One caveat: When clinicians interact with an EHR to deliver care, those interactions with the EHR become part of the clinician’s workflow. However, it is important to keep separate the steps of the clinical process at hand (say, documenting a patient’s history) and accesses of the EHR’s navigation tree. Maintaining the separation allows software designers and anyone studying the clinical process to avoid confounding one with the other. An example of how conflation of the two is detrimental can be seen in discussions of patient safety. Safety mishaps can occur because of clinician missteps (e.g., failure to ask about medication allergies), poor software design (e.g., correct path to enter allergy data is unclear) or both (e.g., clinician error – orders an unnecessary test; navigation path complexity – path to chart info that would show test was unnecessary is confusing, so clinician does not see the information).
The interplay between clinical workflows and EHR navigation is one thing that makes EHR usability testing challenging while also making it difficult to compare usability results from different EHR systems.
Process model/ process workflow
Process models are abstract representations of the steps and that tasks occur from the start of a process until its completion. Process models may be high-level, covering only the main tasks and steps or low-level, capturing all the steps, resources, people/roles, equipment, data use/creation, alternate paths, and error conditions that occur during the process. As such, low-level process models represent the actual work that occurs during the process and how that work gets done.
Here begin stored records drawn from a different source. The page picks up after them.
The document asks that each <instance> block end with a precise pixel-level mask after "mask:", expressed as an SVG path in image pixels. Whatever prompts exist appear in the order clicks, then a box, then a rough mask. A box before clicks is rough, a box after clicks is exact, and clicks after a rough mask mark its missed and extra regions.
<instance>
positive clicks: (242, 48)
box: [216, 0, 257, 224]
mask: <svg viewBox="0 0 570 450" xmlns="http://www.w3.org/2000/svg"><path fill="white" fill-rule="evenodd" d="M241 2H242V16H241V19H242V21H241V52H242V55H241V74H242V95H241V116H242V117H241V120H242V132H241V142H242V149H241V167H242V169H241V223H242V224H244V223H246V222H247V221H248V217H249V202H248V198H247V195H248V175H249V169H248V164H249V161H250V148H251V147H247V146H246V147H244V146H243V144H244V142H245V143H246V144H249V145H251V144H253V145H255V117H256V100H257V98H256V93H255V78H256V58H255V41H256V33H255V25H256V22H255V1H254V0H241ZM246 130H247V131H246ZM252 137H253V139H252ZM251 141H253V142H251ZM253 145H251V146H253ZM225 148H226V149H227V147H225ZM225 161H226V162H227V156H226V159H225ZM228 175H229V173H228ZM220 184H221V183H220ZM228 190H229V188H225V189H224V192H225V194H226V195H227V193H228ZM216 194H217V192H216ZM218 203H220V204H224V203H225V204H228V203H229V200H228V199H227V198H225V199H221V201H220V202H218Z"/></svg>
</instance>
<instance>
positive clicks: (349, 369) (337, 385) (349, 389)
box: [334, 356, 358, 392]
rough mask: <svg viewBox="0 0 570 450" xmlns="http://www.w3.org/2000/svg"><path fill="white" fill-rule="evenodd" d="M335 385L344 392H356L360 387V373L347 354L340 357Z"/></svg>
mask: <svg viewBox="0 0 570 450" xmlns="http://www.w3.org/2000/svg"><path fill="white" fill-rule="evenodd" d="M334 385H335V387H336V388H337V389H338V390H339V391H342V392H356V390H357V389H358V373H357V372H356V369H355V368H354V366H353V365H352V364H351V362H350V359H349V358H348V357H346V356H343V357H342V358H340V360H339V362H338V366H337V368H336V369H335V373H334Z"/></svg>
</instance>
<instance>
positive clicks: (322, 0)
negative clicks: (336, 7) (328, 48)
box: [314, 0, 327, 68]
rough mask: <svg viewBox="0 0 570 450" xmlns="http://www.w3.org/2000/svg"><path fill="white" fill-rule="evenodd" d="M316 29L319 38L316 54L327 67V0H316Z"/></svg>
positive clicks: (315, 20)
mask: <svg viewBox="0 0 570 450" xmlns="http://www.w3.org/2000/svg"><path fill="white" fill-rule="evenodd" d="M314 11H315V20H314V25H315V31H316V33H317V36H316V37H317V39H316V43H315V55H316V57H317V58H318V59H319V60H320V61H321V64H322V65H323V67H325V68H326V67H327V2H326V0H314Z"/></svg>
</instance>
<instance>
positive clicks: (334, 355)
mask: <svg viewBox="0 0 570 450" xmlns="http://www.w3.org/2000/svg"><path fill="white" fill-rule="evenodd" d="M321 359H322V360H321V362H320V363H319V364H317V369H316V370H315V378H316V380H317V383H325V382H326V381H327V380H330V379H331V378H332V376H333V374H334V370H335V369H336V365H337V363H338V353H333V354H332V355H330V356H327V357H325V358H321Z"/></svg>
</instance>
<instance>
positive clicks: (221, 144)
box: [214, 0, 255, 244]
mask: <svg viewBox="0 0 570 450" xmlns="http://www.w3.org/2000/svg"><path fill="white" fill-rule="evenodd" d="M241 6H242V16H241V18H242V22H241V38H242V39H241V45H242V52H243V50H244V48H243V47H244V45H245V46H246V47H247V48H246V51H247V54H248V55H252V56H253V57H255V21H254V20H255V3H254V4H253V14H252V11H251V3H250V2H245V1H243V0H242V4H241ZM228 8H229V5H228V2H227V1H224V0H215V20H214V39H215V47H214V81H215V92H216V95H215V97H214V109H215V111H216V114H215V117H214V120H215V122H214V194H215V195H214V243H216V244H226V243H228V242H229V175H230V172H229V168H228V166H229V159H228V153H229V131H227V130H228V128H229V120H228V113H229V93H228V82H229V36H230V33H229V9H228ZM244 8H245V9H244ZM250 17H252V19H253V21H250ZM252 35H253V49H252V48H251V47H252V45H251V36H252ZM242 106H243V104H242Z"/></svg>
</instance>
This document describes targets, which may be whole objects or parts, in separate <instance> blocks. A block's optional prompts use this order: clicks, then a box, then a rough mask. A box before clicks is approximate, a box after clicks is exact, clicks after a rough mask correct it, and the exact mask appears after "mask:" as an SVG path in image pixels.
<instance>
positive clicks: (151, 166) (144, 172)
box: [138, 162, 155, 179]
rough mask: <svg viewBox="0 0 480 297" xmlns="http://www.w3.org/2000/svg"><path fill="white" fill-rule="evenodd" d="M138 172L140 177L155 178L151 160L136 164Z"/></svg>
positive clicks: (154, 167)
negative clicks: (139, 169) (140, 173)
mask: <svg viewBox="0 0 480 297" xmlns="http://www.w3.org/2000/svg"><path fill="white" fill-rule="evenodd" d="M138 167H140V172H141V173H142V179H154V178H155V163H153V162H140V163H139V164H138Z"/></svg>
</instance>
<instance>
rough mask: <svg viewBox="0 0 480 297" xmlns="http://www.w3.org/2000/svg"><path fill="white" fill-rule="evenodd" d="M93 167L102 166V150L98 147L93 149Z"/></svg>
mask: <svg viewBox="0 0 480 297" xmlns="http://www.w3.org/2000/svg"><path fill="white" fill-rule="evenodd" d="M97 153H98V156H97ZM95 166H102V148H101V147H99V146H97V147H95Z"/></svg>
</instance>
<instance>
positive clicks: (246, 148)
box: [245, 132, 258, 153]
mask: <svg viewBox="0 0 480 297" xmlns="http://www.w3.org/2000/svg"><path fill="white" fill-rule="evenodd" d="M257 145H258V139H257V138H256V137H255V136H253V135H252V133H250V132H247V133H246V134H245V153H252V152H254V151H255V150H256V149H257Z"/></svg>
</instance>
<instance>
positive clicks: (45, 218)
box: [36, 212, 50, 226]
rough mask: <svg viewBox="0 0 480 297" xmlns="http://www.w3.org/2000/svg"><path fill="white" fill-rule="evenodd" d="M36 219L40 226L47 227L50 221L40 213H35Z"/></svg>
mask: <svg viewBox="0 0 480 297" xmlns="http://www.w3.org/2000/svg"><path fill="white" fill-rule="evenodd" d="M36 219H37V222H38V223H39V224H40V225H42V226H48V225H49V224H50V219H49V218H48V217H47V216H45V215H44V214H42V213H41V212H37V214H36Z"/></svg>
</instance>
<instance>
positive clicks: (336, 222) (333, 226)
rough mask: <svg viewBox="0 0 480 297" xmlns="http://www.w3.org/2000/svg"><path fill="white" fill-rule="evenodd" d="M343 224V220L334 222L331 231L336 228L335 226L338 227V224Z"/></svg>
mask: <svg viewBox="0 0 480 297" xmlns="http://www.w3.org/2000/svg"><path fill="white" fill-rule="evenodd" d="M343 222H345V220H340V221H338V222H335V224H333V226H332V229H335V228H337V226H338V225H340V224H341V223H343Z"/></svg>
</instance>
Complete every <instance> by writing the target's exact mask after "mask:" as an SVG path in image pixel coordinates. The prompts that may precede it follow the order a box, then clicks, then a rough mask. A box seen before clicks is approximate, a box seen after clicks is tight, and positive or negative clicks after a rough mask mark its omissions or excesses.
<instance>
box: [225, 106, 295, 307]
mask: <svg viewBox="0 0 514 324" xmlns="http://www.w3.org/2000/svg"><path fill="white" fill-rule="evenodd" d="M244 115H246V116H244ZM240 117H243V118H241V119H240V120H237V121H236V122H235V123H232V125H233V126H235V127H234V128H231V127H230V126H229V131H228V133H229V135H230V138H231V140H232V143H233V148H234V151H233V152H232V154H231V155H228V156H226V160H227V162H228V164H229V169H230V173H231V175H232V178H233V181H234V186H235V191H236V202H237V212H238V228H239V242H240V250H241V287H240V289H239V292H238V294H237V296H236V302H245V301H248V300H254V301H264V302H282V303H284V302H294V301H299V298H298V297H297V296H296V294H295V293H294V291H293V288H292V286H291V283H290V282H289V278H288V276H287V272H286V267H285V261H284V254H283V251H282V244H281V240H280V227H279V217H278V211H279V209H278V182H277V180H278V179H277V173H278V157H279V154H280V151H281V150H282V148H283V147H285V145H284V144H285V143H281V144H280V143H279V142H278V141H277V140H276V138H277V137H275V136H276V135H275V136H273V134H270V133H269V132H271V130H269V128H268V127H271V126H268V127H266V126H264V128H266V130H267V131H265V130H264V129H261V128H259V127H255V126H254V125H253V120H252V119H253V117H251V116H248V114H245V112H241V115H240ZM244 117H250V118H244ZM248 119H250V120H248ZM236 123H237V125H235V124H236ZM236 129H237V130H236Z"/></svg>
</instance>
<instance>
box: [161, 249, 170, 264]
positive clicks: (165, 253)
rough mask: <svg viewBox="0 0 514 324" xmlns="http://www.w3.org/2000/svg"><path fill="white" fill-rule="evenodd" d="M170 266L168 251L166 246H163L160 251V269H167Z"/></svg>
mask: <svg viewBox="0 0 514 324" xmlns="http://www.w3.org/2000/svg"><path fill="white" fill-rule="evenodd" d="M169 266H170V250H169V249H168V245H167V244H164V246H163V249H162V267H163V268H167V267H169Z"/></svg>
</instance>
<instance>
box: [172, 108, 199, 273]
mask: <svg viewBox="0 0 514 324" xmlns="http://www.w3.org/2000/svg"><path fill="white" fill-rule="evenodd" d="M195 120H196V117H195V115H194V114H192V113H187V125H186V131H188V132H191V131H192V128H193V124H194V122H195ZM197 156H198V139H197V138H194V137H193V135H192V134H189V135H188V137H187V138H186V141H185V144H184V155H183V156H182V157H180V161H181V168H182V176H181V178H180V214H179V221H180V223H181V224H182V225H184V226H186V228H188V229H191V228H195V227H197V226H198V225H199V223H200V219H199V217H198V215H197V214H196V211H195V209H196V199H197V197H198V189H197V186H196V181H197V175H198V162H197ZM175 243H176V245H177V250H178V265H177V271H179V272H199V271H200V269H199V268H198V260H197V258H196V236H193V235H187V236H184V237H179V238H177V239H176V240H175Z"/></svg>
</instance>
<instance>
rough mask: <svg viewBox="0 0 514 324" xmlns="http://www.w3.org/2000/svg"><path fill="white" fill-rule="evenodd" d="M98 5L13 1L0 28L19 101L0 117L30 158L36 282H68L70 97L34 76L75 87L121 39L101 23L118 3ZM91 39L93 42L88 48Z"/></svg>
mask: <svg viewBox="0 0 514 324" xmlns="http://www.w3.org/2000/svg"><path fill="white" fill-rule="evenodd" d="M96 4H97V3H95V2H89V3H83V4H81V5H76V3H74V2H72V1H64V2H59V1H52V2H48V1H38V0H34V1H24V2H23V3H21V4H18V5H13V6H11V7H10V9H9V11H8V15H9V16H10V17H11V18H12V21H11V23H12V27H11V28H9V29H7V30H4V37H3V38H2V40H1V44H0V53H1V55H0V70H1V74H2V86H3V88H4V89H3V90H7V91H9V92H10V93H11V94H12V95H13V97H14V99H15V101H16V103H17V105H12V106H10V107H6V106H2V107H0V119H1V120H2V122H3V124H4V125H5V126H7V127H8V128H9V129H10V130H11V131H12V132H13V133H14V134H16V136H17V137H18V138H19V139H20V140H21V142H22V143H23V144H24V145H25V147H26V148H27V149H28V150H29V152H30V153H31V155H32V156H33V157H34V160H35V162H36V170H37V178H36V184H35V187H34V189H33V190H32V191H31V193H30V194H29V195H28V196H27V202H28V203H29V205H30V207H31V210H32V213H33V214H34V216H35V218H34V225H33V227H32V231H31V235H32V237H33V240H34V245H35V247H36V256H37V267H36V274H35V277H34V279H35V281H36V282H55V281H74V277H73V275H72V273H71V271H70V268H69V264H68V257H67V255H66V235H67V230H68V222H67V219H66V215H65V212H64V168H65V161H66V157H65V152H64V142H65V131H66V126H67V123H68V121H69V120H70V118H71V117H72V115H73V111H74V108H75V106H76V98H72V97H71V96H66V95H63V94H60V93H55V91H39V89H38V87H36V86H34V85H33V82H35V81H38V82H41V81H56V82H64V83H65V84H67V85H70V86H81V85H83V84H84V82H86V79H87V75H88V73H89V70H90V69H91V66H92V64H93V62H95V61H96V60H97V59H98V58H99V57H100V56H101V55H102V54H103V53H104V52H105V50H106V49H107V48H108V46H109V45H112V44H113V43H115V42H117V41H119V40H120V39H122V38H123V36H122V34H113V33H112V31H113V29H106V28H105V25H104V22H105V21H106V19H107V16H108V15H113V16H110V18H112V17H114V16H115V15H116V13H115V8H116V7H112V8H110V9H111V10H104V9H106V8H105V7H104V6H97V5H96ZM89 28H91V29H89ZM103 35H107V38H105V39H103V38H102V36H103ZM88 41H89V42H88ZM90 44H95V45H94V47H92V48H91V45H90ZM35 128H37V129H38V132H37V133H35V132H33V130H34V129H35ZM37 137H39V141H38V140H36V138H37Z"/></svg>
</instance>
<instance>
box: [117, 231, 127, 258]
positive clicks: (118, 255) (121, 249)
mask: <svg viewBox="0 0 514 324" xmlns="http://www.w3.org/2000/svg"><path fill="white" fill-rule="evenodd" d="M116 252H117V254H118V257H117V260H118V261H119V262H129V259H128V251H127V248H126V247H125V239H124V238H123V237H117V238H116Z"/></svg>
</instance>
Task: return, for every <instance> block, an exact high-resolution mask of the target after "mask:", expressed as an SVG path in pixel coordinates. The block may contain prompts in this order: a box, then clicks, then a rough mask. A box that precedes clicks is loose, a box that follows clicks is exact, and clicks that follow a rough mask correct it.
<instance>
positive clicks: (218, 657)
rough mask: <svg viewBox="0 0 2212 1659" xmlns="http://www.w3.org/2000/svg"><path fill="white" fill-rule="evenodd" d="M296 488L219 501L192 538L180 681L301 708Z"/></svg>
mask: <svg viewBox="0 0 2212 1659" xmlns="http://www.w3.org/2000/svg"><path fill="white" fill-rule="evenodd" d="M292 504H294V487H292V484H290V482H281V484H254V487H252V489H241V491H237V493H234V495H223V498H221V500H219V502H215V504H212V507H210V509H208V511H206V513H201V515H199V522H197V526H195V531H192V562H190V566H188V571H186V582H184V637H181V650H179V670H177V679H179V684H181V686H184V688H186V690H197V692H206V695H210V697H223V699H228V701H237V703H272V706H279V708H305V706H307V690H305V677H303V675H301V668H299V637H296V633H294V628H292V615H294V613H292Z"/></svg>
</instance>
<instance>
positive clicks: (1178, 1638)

High-level process models may be useful for overviews and general discussions, but when enactment/implementation of a process model is the future goal, low-level (i.e., workflow) detail is required. Simply saying “process workflow model” (or process workflow diagram) instead of simply “workflow” is enough to remove any confusion about what is intended when discussing process models.
Process workflow models can be implemented manually and/or supplemented with automated support using workflow technology. For example, a clinic that wishes to improve its new patient intake process could create a high-level process model, and then refine it into a proper workflow model, which could then be implemented manually. If later, it is decided that electronic support would make things even better, then a workflow technology application or a software system specifically designed to support the intake process could be added.
A clinical guideline is a collection of “best practice” and/or evidence-based suggestions that address a specific clinical condition or concern. Typically, they are issued by various authorities (professional societies or governmental agencies). Often, they are portrayed using diagrams (e.g., decision trees, flow charts), so they can resemble process models. While any clinical guideline could be used as the basis of a clinical process model, guidelines are written as advisory documents. Turning a guideline into an actual process workflow model is far easier said than done, as the efforts spent on computer-interpretable guideline languages can attest.
So to summarize:
- EHR systems have navigation trees, not workflows.
- Those doing clinical work are performing processes that have a specific start point (A) and an end point (Z), and one gets from A to Z via a clinical workflow.
- Process workflow models are detailed diagrams showing the steps, resources, data needs, alternate paths, and error conditions that occur during a process, and they can be implemented. High-level process models are good for discussion, but lack the workflow details required for implementation.
- Clinical guidelines can be represented visually using flowcharts and decision trees, but implementation (manual or automated) requires a proper process workflow model.
Keeping these four concepts separate can save a lot of time and frustration.
Well, that’s my two cents. What do you think?